Regulatory Hangover

Oversight of the alcohol industry has consolidated power in a few companies, says economist Fr. McGowan

By Mark Sullivan
Staff Writer

Part-time faculty member Richard McGowan, SJ (Economics), applies both his scholarly and religious vocations to researching the so-called "sin" industries of alcohol, tobacco and gambling.

Having previously authored books on the cigarette industry and state-sponsored gambling, Fr. McGowan recently published The Search for Revenue and the Common Good: An Analysis of Government Regulation of the Alcohol Industry . His study found that state intervention in the beer, wine and liquor market has unwittingly produced results which can be counterproductive to regulatory intentions.

As an economist, Fr. McGowan is interested in how sin industries affect, and are affected by, public policy. As a priest, he finds compelling the ethical questions posed to society by promoting activities which can be pleasurable in moderation, but hold the potential for abuse.

Part-time faculty member Richard McGowan, SJ (Economics) - "One of the unforeseen effects of most of this regulation is that you only stay in these industries if you have a very, very high stake - it's just too much of a pain in the neck." (Photo by Lee Pellegrini)

"In and of themselves, none of these activities is evil," Fr. McGowan said. "But clearly, there is a high potential that people may become addicted to them. So what do you do? You can't legislate goodness. At the same time, we do have a responsibility for each other. How we balance those two things is, for me, a fundamental religious question."

Alcohol is a $100-billion-a-year industry in the US, Fr. McGowan said, with beer accounting for about 60 percent of sales, distilled spirits 25 percent, and wine 15 percent.

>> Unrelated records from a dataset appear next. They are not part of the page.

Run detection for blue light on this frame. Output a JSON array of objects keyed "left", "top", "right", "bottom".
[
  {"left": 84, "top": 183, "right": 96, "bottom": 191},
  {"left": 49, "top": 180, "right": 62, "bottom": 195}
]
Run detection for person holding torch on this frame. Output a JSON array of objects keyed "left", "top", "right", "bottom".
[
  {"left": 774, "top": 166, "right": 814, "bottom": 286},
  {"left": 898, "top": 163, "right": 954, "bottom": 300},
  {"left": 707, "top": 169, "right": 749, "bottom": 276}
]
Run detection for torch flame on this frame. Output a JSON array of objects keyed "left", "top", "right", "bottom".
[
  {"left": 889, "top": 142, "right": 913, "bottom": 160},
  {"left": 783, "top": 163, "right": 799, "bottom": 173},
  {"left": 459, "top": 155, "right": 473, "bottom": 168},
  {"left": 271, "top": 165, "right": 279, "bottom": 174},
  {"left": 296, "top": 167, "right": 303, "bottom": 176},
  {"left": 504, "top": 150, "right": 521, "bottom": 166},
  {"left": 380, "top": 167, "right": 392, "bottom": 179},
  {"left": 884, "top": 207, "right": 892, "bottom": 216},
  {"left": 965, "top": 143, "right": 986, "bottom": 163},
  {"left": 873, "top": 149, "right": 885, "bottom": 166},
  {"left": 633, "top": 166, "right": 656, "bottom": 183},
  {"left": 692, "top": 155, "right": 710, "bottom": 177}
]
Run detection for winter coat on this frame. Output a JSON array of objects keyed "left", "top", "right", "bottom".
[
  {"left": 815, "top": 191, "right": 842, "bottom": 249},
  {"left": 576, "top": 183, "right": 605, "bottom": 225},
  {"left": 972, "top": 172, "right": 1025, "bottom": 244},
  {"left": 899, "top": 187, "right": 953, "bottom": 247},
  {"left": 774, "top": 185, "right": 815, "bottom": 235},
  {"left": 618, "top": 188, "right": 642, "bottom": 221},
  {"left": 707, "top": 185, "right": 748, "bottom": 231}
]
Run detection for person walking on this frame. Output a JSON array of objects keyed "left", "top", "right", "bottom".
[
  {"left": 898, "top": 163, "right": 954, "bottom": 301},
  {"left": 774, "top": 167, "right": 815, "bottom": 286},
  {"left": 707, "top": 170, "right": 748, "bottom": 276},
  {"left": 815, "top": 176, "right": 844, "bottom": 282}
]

Since the end of Prohibition, Fr. McGowan said, regulation of the industry has been placed almost exclusively in the hands of the states, which impose excise taxes and restrictions on when, where and to whom it may be sold. In the past decade or so, he added, stricter laws against drunken driving have become another important form of regulation.

But Fr. McGowan said the intricate web of state regulations has contributed to top-heavy concentrations of power in the beer and liquor markets, which have come to be dominated by a few giant companies that are best equipped to navigate government red tape. Four-fifths of the beer in this country is sold by three firms - Anheuser-Busch, Miller and Coors - while about 87 percent of the market in distilled spirits is controlled by three giant corporations, Seagram's, Grand Metropolitan and Brown Forman.

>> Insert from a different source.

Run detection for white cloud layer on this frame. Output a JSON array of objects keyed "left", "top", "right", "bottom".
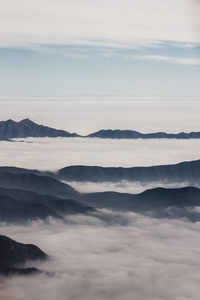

"Government policy makes them highly oligopolistic," he said. "One of the unforeseen effects of most of this regulation is that you only stay in these industries if you have a very, very high stake - it's just too much of a pain in the neck."

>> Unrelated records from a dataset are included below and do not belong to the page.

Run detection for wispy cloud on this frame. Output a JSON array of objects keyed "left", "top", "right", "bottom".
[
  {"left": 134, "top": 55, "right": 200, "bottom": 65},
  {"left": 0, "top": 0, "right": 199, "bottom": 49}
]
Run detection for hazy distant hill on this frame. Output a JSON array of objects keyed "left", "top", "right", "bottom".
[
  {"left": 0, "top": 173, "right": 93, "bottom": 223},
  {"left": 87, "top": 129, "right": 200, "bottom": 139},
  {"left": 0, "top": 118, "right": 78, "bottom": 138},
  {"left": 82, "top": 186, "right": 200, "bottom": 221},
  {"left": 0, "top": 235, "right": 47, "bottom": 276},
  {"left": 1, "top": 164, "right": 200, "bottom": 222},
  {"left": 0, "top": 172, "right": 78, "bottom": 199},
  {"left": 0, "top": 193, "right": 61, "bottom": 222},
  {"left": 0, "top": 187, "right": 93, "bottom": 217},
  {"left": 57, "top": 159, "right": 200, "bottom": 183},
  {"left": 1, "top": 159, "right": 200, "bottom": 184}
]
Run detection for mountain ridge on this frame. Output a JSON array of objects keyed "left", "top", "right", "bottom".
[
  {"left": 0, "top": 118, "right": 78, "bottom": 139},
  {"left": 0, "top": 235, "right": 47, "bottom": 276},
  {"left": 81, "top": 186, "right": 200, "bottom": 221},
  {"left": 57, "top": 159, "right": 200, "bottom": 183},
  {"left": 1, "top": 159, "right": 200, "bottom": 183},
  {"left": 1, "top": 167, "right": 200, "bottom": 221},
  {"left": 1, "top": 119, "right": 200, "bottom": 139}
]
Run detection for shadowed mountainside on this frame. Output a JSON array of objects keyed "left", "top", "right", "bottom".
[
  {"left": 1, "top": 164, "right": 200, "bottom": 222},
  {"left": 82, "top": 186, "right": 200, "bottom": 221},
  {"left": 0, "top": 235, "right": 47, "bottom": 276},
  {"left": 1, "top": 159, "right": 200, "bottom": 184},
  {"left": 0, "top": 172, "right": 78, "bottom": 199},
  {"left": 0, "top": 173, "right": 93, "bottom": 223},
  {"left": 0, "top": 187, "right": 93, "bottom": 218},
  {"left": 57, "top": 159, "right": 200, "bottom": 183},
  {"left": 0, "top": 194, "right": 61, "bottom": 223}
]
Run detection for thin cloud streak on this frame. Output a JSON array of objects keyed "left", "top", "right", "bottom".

The alcohol industry also has tailored their lobbying and advertising campaigns in response to certain regulatory policies, Fr. McGowan said. For example, tougher laws and public campaigns against drunken driving have cut sharply into sales of hard liquor, while contributing to a corresponding rise in sales of beer as a less intoxicating alternative. Beer-makers have climbed aboard the anti-drunk driving bandwagon, Fr. McGowan said, contributing large sums to groups like Mothers Against Drunk Driving, and launching their own ad campaigns encouraging responsibility while drinking.

"One of the curious things [is that] kids usually get started on beer," said Fr. McGowan, "but [MADD] really doesn't go after beer. They're going after distilled spirits sales. Ironically, one of the biggest contributors to MADD is the beer industry.

"It's good public relations," he said. "No matter what segment of the alcohol industry I'm in, I can't advocate drunk driving."

As alcohol companies have vied for advantage on the regulatory playing field, Fr. McGowan said, states compete for increased revenues through alcohol sales. He noted that New Hampshire, one of six states to operate its own retail liquor stores, makes about 25 percent more per gallon of alcohol sold than Massachusetts, which allows private sale of liquor but taxes alcohol at twice the rate of its northern neighbor.

Fr. McGowan predicts this trend will continue, fostering interstate rivalries and contributing to ever greater concentrations of corporate power in the hands of the largest beer and liquor companies.

Given such volatility, and in light of past results, Fr. McGowan said those who promote regulation of the alcohol industry need to be "more conscious" of legislation's long-term social and economic impact.